Late last year the VIK Project was approach by Careif (The Centre for Applied Research and Evaluation International Foundation). We were asked if we wanted to appear at an international conference on Cultural Psychiatry in London. Of course, never ones to turn down a challenge, we said yes immediately and began working on what we thought was important to present; especially knowing that we are usually one of very few if not the only service user voice at large conferences. It was exciting to be offered the opportunity to present at a conference of this size and to delegates from literally all over the world and we did not want to disappoint.
So several months including a couple of VIK days were spent carefully planning with ideas coming left, right and centre from a large steering group of VIKs and VIRs.

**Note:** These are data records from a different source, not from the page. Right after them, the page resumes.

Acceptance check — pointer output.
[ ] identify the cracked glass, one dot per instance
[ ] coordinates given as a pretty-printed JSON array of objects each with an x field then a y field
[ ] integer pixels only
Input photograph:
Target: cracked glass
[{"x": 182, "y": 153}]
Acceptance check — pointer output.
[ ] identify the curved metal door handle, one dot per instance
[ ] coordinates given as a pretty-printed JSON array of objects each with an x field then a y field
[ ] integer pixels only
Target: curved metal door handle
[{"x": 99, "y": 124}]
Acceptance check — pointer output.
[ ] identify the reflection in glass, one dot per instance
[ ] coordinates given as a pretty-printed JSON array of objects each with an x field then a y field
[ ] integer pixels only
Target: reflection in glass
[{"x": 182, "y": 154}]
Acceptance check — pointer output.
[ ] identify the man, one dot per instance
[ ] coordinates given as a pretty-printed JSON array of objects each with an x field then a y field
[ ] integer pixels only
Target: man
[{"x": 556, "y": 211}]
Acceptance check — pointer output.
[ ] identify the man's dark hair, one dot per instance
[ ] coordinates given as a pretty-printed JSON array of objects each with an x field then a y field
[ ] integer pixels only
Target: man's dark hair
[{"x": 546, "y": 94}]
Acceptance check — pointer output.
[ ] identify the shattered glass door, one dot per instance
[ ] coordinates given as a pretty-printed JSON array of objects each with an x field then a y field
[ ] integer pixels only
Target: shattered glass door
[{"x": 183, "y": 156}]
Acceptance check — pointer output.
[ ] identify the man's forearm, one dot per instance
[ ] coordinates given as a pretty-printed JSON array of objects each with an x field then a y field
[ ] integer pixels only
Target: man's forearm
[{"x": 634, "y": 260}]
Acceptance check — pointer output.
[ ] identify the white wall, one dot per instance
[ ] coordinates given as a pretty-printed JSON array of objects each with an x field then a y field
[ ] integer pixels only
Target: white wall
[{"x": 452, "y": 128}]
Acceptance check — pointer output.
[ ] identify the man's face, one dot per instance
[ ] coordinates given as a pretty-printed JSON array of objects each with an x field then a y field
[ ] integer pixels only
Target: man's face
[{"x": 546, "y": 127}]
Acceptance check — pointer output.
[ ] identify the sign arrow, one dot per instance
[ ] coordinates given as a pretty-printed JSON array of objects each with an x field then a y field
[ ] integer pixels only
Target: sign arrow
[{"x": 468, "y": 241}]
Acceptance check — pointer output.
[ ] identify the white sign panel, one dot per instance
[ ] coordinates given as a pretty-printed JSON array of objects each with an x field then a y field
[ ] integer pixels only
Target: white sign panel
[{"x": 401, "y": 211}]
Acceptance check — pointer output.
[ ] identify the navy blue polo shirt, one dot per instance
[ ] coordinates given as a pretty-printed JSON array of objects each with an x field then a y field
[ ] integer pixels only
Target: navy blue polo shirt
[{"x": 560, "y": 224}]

And then it came time for the conference itself..
3rd World Cultural Congress of Cultural Psychiatry
10-11th March 2012
Queen Mary, University of London
Firstly two VIKs including myself attended a symposia. Here several pieces of research from around the world were presented to us and we had to give our opinions and comments on the issues put forward. Luckily we had been given abstracts of the papers presented before the conference as there were some amazing pieces of research and a lot to get our head around.
We decided early on in the planning stages that as we had been given something akin to free reign over what we did and presented at the conference we decided we would trial an idea that had been buzzing around the group for awhile; a chill out zone.
Our chill out zone was located away from all the noise and commotion of the main conference and was a room, run by young people, for visitors to the conference to escape to for a cup of tea, some crafts and a conversation with young people about mental health services and psychiatry. As one of our VIKs said the chill out room is meant to be “a place of fun and relaxation whilst enabling us to share first hand our own personal experience and journeys of living with mental illness”.
We also met some very interesting people including an author called Bhanu Kapil who gave us a signed copy of her new book “Schizophrene”.
On Sunday we were back again although unfortunately i was not able to attend. Once again a team of VIKs ran a chill out zone and they also delivered a workshop on Participation for a small group of international delegates.
The workshop involved personal stories of young people’s experiences of participation or more often the lack of it in youth mental health services.
After sharing some of our experiences the professionals attending the workshop were asked to discuss what barriers young people might face in getting involved and participating.
We then went on to give a short “Participation 101” where we explained the YoungMinds 3D Participation model; a model of practice developed by young people for young people along with several other tips, thoughts and discussion points.
Overall we have received a huge amount of positive feedback about every aspect of our involvement in this event and i think i can safely say on behalf of all the VIKs that not only attended the conference but helped in the build up with, designing, developing, running and supporting us.
I will leave you with the same words that Annabelle, one of our VIKs, gave the delegates during the closing ceremony:
“I think I can speak on behalf of everyone that has represented Young Minds this weekend, when I say that if we can alter the life and care of one person somewhere in the world in a positive way by our involvement in shaping services and attitudes, by standing up and speaking out then it’s worth it. The VIK participation project has been for many of us a silver lining to the very black cloud that is mental illness; and I’m delighted to say on behalf of VIK thank you for inviting us, and on behalf of young people across the world thank you for showing you care”.